These new sources of data and real-time communications, supplemented with BI and machine learning make transforming to Digital Demand Management a competitive imperative. If you’re not developing and piloting new demand management processes today, it may be too late. Machine learning for predictive and prescriptive analytics takes time and new histories of new sources of data. It takes sophisticated algorithms and harmonized master data to connect the different sources of data that are used to create and fulfill demand within the organizational silos and across the demand-supply network. If you’re not building those connections and building the data foundation required for machine-learning-based applications, you may never be able to catch up!
You can’t break down the silos, but you can connect them. Think of statistical process control. We install sensors and monitors along every critical control point in the manufacturing process flow. We determine an optimal flow and specify a range of upper and lower control limits of variability that we can tolerate. As the manufacturing process flows, based on patterns and historical flow data, we can predict when the process is likely to move into an out-of-tolerance state, operators are immediately alerted to bring the process back into tolerance. Based on collecting a history of what corrective actions were taken we can provide prescriptive analytics to accelerate the operator’s decisions and actions.

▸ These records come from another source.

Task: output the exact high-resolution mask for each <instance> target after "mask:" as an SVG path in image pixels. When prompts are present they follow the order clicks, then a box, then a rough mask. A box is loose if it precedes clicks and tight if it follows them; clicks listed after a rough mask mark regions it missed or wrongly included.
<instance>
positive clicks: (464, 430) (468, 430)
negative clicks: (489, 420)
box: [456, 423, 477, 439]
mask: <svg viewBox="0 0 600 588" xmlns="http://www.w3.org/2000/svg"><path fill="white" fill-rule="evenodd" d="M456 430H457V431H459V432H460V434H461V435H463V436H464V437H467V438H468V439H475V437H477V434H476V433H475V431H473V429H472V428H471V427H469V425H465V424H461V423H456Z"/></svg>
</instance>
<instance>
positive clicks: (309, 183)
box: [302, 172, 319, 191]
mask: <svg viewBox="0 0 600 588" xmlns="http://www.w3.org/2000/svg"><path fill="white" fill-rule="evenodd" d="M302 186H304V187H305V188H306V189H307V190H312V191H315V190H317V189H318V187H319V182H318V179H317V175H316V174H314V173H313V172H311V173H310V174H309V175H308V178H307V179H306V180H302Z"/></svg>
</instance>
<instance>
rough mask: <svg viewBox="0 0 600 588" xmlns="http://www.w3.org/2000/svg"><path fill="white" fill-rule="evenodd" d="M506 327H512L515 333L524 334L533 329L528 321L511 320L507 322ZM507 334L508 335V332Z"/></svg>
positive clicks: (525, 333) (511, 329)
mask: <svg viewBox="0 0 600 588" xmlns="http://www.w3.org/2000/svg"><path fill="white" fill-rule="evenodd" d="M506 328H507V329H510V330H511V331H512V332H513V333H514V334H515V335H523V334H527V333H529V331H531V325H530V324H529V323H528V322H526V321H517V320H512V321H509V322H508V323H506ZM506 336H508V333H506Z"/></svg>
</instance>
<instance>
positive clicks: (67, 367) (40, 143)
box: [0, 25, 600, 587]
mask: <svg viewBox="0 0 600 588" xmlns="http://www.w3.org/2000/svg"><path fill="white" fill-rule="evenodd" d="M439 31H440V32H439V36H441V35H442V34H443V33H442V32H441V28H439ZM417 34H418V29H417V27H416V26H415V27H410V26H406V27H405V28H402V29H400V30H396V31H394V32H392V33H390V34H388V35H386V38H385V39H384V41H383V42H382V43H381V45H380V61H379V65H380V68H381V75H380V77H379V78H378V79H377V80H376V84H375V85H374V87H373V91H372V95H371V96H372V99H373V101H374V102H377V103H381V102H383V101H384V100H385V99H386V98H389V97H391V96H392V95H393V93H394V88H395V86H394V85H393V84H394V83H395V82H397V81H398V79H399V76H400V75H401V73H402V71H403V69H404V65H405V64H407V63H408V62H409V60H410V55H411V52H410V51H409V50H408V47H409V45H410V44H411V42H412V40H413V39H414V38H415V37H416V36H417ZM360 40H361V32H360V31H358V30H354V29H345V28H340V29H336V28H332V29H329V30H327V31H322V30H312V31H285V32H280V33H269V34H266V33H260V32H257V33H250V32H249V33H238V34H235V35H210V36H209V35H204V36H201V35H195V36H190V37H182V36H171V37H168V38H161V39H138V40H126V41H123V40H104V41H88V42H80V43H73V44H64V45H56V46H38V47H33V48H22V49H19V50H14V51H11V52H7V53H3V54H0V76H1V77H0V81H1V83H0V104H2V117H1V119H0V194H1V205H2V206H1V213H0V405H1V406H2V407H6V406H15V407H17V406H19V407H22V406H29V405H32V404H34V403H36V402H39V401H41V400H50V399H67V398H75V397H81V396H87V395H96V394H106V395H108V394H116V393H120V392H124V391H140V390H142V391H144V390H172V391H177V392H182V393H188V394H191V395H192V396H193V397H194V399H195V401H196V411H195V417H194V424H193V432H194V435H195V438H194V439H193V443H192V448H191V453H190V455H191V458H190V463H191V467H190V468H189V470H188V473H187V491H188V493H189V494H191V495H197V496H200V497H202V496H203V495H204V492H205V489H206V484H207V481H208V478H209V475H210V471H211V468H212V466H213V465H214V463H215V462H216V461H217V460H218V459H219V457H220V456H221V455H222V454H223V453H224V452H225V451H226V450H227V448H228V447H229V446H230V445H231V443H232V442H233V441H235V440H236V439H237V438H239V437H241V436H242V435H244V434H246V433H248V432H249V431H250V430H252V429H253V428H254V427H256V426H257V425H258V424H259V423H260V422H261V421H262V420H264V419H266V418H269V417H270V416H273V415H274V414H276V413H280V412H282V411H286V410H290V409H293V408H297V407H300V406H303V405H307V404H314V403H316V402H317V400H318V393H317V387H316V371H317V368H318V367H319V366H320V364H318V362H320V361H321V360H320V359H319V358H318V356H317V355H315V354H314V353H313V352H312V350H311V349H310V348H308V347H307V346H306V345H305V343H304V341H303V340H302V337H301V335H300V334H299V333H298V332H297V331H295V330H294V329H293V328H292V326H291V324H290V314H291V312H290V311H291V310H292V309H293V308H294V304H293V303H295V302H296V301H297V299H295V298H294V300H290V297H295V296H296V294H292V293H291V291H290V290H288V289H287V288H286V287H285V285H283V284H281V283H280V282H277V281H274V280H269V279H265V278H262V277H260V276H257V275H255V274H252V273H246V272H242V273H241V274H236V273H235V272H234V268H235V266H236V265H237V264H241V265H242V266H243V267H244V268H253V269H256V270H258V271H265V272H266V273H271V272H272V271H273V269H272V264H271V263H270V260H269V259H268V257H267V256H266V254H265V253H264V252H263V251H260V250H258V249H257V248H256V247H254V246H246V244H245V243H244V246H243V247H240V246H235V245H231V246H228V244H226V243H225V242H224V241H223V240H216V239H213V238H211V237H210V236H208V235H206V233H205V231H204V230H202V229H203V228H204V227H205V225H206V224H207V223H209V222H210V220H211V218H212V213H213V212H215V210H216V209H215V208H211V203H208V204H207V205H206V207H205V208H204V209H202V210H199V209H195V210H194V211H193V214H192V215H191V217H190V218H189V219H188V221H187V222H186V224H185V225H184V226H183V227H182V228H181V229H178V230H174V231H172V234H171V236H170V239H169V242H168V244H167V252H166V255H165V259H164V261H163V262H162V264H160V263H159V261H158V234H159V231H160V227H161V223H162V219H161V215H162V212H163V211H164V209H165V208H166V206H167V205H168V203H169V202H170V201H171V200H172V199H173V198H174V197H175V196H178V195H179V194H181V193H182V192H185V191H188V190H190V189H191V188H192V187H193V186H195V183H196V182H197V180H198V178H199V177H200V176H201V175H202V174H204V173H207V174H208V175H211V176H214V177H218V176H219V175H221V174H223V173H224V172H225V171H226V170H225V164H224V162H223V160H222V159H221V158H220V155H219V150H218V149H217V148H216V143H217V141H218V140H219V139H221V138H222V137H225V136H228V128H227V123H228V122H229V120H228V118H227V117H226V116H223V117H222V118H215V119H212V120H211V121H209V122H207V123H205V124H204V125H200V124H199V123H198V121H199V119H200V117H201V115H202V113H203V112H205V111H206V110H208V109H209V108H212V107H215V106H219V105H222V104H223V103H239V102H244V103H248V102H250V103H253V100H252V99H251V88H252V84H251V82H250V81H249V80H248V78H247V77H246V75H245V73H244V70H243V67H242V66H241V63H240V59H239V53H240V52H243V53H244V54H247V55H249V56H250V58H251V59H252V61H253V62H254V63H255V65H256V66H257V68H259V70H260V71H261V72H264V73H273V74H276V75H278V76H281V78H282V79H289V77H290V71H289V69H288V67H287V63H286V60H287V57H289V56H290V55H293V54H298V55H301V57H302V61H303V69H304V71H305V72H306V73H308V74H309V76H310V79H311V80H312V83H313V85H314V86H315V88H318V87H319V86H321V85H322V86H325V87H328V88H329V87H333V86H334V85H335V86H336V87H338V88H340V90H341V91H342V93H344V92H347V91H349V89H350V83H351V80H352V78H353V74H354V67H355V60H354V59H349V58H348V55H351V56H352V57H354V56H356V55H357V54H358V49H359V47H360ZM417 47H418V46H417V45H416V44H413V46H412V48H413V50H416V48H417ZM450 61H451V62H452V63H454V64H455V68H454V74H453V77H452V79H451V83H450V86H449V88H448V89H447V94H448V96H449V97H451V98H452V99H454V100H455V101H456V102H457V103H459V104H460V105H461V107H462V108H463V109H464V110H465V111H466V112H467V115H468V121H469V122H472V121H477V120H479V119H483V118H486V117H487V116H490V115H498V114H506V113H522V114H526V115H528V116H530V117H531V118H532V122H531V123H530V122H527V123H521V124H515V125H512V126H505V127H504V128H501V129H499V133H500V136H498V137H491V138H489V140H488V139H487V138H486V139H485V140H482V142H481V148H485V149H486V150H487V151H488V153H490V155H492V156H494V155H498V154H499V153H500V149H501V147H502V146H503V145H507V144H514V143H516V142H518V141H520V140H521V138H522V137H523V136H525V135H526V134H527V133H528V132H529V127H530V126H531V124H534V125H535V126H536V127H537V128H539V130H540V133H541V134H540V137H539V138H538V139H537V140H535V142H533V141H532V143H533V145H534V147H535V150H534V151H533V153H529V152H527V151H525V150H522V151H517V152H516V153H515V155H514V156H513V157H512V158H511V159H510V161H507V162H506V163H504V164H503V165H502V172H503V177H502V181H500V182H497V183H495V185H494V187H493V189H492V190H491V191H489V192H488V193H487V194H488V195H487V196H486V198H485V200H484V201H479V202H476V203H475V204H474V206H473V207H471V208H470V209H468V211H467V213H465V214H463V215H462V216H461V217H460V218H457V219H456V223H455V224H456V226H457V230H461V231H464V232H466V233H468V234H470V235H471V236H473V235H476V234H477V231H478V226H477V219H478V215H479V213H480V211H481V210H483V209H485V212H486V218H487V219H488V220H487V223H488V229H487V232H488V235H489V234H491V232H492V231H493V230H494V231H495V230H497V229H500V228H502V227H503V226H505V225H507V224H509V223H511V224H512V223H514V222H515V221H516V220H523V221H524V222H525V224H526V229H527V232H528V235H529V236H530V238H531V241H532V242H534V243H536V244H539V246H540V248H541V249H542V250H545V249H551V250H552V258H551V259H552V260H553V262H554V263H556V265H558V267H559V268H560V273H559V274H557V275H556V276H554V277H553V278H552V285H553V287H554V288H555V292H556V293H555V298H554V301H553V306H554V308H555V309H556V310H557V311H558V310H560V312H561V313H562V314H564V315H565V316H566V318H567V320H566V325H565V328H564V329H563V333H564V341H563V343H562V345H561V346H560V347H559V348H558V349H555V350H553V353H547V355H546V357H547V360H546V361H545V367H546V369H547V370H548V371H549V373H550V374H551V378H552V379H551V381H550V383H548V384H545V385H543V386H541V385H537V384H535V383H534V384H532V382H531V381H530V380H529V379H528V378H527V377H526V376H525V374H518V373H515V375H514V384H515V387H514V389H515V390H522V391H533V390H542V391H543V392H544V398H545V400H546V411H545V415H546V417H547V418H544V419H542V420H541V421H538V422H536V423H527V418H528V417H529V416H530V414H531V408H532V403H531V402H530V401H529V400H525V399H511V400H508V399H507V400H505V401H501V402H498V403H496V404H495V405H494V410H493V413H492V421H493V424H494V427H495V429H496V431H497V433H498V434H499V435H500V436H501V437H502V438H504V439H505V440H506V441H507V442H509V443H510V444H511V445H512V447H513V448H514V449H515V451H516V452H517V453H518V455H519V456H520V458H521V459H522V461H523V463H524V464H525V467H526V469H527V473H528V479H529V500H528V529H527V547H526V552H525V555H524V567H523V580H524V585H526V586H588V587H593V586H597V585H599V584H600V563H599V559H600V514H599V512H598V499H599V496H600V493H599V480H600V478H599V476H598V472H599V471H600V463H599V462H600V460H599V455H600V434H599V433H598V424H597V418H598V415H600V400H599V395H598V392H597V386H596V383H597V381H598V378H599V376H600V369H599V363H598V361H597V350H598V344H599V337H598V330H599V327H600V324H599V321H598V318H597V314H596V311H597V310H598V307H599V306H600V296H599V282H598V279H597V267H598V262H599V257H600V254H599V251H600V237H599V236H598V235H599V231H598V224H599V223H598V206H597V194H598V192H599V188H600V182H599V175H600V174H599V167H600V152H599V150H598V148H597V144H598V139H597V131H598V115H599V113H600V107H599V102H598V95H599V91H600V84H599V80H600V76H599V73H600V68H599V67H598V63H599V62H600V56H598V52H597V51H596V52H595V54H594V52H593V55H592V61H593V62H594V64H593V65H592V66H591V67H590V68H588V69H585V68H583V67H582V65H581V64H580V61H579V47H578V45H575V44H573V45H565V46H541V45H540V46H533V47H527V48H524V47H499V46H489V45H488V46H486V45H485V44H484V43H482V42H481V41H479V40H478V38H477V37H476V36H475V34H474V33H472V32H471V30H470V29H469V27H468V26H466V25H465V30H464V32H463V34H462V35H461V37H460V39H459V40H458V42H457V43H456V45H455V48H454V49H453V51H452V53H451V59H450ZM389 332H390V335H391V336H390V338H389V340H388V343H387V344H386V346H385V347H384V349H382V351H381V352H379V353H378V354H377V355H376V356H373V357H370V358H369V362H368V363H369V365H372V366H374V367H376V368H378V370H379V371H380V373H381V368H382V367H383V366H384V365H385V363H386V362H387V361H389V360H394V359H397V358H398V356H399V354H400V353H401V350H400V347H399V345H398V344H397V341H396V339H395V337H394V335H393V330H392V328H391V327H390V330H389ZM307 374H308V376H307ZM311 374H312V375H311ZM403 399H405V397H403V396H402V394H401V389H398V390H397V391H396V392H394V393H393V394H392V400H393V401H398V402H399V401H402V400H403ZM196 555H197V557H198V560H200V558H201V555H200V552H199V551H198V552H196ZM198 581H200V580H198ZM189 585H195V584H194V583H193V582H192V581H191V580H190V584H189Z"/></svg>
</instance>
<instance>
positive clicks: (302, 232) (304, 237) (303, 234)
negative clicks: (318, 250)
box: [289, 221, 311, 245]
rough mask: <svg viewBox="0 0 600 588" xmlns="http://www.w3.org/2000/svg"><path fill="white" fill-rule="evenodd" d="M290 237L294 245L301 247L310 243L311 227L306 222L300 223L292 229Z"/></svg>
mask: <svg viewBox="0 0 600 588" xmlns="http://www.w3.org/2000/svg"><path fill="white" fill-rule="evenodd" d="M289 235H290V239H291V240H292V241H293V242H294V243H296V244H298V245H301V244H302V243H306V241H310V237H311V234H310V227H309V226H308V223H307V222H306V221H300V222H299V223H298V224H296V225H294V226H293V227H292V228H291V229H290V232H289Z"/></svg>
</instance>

With digital data increasingly available throughout the flow of the demand-supply network, companies are developing smart digital supply network strategies to apply horizontal process control techniques and applications that enable more accurate planning and scheduling to support efficient execution by vertically oriented functions and organizations to enable agile and rapid response to variability in the demand-supply network.
The Outlook
In 2018, expect to see market leaders deploying new digital demand management processes and technologies that align and enable vertical functional silos with horizontal process flows that create new demand and fulfill demand. Competition in the 21st Century is time – time for machines to learn to support decisions eliminating time delay and amplification. Agile companies will rapidly respond to demand variability reducing their operating costs by more than 50 percent of their competitors.